Sybil decides how to react after learning of Jim's capture
Soon after [hearing the news of Jim's disappearance], the phone started to ring with official Navy messages and friends offering sympathy and support. I still felt only a numb, sleepwalking sensation. The frightening possibility that the news media might descend upon me at any time was an overriding concern in my mind. I felt somewhat reassured by remembering that in the briefing about guidelines if your husband was taken prisoner, the commander had said our government believed the men being held were well treated. If I kept quiet, the Navy felt the Communists would continue to treat the men in a humane and civilized way. I felt sure the government had good reason to insist on this 'keep quiet' policy.
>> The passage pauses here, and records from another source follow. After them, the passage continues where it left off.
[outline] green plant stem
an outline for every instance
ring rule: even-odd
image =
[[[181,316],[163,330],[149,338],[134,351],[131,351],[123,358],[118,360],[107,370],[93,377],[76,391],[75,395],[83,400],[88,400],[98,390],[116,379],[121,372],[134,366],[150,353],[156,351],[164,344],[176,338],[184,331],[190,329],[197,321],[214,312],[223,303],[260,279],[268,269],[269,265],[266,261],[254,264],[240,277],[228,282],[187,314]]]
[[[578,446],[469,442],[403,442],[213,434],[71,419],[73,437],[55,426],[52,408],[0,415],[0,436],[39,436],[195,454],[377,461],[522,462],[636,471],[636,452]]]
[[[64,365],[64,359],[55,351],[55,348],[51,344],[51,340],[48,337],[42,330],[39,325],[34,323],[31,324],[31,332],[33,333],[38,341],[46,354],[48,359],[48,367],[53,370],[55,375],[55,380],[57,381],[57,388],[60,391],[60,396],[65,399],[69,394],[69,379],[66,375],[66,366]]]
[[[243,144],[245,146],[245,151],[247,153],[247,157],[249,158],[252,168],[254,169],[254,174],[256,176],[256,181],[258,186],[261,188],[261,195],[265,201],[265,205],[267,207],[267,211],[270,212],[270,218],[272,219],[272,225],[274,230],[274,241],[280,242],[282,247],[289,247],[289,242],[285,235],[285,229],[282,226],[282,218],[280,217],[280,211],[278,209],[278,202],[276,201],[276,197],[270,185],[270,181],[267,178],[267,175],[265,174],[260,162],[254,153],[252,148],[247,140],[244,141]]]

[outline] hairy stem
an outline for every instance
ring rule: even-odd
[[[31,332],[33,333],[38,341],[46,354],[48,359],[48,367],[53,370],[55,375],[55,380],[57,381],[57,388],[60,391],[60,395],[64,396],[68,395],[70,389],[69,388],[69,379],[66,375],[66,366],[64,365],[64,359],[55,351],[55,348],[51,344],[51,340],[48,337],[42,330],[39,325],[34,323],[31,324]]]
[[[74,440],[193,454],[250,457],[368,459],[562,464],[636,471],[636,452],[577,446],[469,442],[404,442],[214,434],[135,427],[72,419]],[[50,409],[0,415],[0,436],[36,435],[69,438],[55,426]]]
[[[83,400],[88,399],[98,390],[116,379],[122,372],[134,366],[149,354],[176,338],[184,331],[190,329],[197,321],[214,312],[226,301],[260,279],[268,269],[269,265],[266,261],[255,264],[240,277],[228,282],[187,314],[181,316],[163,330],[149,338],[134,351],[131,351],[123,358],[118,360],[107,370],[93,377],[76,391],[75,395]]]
Sybil realizes she must speak out about the treatment of POWs
As that summer [of 1968] progressed, I felt overwhelmed by an avalanche of trouble. I received a letter from the writer Felix Greene, who had recently returned from Hanoi.
'I am very surprised that your husband has indicated that he is in solitary confinement. I wonder in fact if you are correct in assuming this. From what I have seen and from what most other reporters from Europe have observed, the usual practice is to allow a number of U.S. prisoners to be housed together. For what comfort it might be to you, I might say that those of us who have been able to see prisoners in North Vietnam have concluded that their treatment has been good.'
As he and others broadcast this sort of misinformation, I felt more and more inclined to tell the truth publicly. All my reading about Communist treatment of prisoners throughout the world led me to believe that telling the truth about Hanoi's treatment of American prisoners might be our only hope.
Sybil helps organize the national POW families organization
While I was in the middle of packing to go east that summer, Karen Butler [another wife in the San Diego POW/MIA group] telephoned to say a West Coast editor of Look magazine would see us in Los Angeles on Friday, June 20. She and I flew to Los Angeles that morning and spent more than an hour pleading with him to publish a story about our husbands. He said he'd tell the New York editor but doubted they'd be interested. Sitting there in that plush office looking out over Los Angeles, I thought to myself, I'm crazy to try to tell the world the truth about all this. These people don't care and I'm never going to be able to get through to them.
As we got up to leave, we asked him to contact our League of Wives secretary if he had a change of heart.
"You have an organization?" he asked, suddenly perking up.
We answered his many questions about the League, pleased to have him interested in us in some way.
"We might be interested in doing an article about your organization," he said as we said farewell.
On our way home, Karen and I reviewed our visit. "You know, Karen," I said, "his only interest was in our organization. What we need is a national organization to attract national publicity. We already have a national group with our people all over the country writing to editorial writers and sending telegrams to the North Vietnamese. Why don't we call ourselves the National League of Families of American Prisoners in Southeast Asia? I'll offer to be national coordinator, and I'll call some of the others to get their okay. We could get a post-office box and have stationery printed and we'd be in business. Maybe the fact that we had a countrywide national organization would help get more publicity for our men."
During the spring, while organizing our efforts to contact editorial writers, I'd talked to a few wives in other parts of the country who had started local groups. I'd talked to Mary Winn [wife of POW Colonel David Winn] frequently, and when I got home from Los Angeles I called several others: Louise Mulligan in Virginia Beach, Bonnie Singleton in Texas, Emma Hagarmann in Washington State, and Jill Lockhart in Louisiana. I'd never met them, but we shared the same goal. They all agreed it might be helpful to give our national effort a name and that I should act as national coordinator. By July we were going strong, with 350 on our mailing list and twenty-four area coordinators all over the country . . . Never was a national organization launched more efficiently.
The POW families organization influences U.S. policy
Toward the end of July , I, along with several other wives and parents of MIAs and POWs, was invited to attend a meeting in Secretary of Defense [Melvin] Laird's office in Washington. ...
As I sat there in the secretary's handsomely decorated, spacious dining room, I felt we were beginning to make some progress. This was the first time I'd heard any talk about specific plans for the end of the war. There'd been no indication in the press that the end was anywhere near, but the secretary of defense certainly knew far more than the rest of us, and it was good to hear that detailed plans were on the drawing boards. I had to conclude that this "Vietnamization" I was hearing about for the first time was President Nixon's secret plan to end the war. I thought it was a pretty weak plan, myself, but I couldn't help liking Secretary Laird. He'd ended the "keep quiet" policy and had the guts to talk about the truth of the prisoners' treatment in public. I secretly felt that the organizational efforts of us wives and families on a national level had been influential in forcing our government to join us in speaking out publicly. One official in the Defense Department told me they knew they'd better join us or we were going to mop up the floor with them. That was exactly how I wanted them to feel.